How to improve SketchUp collaboration
#2

Hopefully us Mac users wouldn’t have to give up the ability to drag a texture onto a face. What I mean is, I could be in the Orbit tool, decide I want those bricks to look different, drag other bricks from the Color palette to the face, and I’m still in the Orbit tool.


#3

if you type mac layers into the search field you get a lot of hits?

and heres a link to some of the many mac tutorials

the Layers panel is a window, so it’s found under Window in the SU menu bar, and can be toggled on/off from there…
also you can add new Layers directly in Model Info by typing a new name then clicking out of the input field…

they can even use built in ‘spell check’ on the name by right clicking…

and import PDF, and …

there are things I would like improved, but there are a lot of mac niceties that I would not wish to loose…

Finding the Tool Palettes is probably the least intuitive, it’s under the View menu…

there are less differences then similarities…

sounds like your institution should buy you a mac, so you can run both versions from one machine…

john


#4

I agree with your basic point, though I think out of frustration you exaggerate the situation. There is more that looks and works the same on Mac and Windows than works differently. And some of the differences are fundamental Mac vs Windows variations on how to structure an application GUI that you will find in any comparison of Mac vs Windows (e.g. MDI interface, system-wide menu bar instead of per-window, toolbar stripe across the top of each view window, …). The fact that you have never used a Mac in your life is a poor reason for expecting a Mac application to conform to Windows look and feel or to not bother to learn SketchUp on Mac if that is what most of your students are using. I use a Mac, but I keep track of where things are and how they work on Windows.

However, there are indeed differences between the Mac and Windows versions that are not simply “the Mac way” vs “the Windows way”. They are arbitrary variations in the way the SketchUp UI was programmed on the two platforms. The example you cite is one, though the Layers inspector is located consistently at Window->Layers on both platforms. You simply got used to accessing this inspector via the shortcut on the layers toolbar (only available on Windows) rather than via the menu. The most frequently-cited example of total divergence between the Mac and Windows is surely the Materials window, which has few similarities at all in appearance or operation. Many of us have groused about this difference for years.

The explanation I have heard is that, particularly when they were owned by Google, the SketchUp team was severely resource-limited and couldn’t afford the effort to rework the application to a more portable GUI. This seems ironic, since I’ve also heard that a lot of the SU team use Mac’s themselves!

Regarding search on this forum, as with any search engine you sometimes have to try variations on your query to get good results. Also, in many cases a person starting a topic doesn’t realize that their problem is Mac-specific, hence doesn’t include “Mac” in the title. This can make hits harder to find.


#5

I almost died laughing, you, sir, are well on your way to being a great professor! The key is disgust and disdain for your students’ choices, and their existence in general!

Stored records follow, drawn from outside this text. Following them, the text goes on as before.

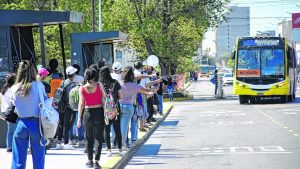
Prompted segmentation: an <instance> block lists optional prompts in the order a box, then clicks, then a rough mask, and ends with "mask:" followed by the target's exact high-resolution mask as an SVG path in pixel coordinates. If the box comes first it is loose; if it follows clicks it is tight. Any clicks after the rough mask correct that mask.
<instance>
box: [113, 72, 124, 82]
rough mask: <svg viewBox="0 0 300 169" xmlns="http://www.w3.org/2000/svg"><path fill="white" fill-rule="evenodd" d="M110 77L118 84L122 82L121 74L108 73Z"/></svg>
mask: <svg viewBox="0 0 300 169" xmlns="http://www.w3.org/2000/svg"><path fill="white" fill-rule="evenodd" d="M110 75H111V77H112V78H113V79H115V80H117V81H118V82H120V81H121V80H122V74H117V73H114V72H113V73H110Z"/></svg>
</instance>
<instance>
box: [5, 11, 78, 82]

That being said, if you don’t want to wade through the handful of differences in UI, there’s a very good chance that your school provides the software for them to run windows in a virtual machine, from whence they could follow along in the windows version of SketchUp. I know our university provides VMware and Windows for all students.

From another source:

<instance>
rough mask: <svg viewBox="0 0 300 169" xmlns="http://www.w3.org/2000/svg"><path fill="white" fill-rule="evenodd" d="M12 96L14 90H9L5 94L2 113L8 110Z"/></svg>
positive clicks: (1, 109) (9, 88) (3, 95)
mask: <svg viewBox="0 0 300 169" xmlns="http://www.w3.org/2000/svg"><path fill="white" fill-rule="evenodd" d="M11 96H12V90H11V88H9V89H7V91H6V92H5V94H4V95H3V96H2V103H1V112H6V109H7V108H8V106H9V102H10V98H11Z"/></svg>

If you are looking for something in particular that you can’t find, I would be more than happy to do a quick screen recording. If you are looking for more resources, your university may offer students a subscription to lynda.com, which has good SketchUp Courses, and you could also try Bonnie Roskes’ books, they typically reference the differences between Mac and PC very well, I have used them as a textbook before.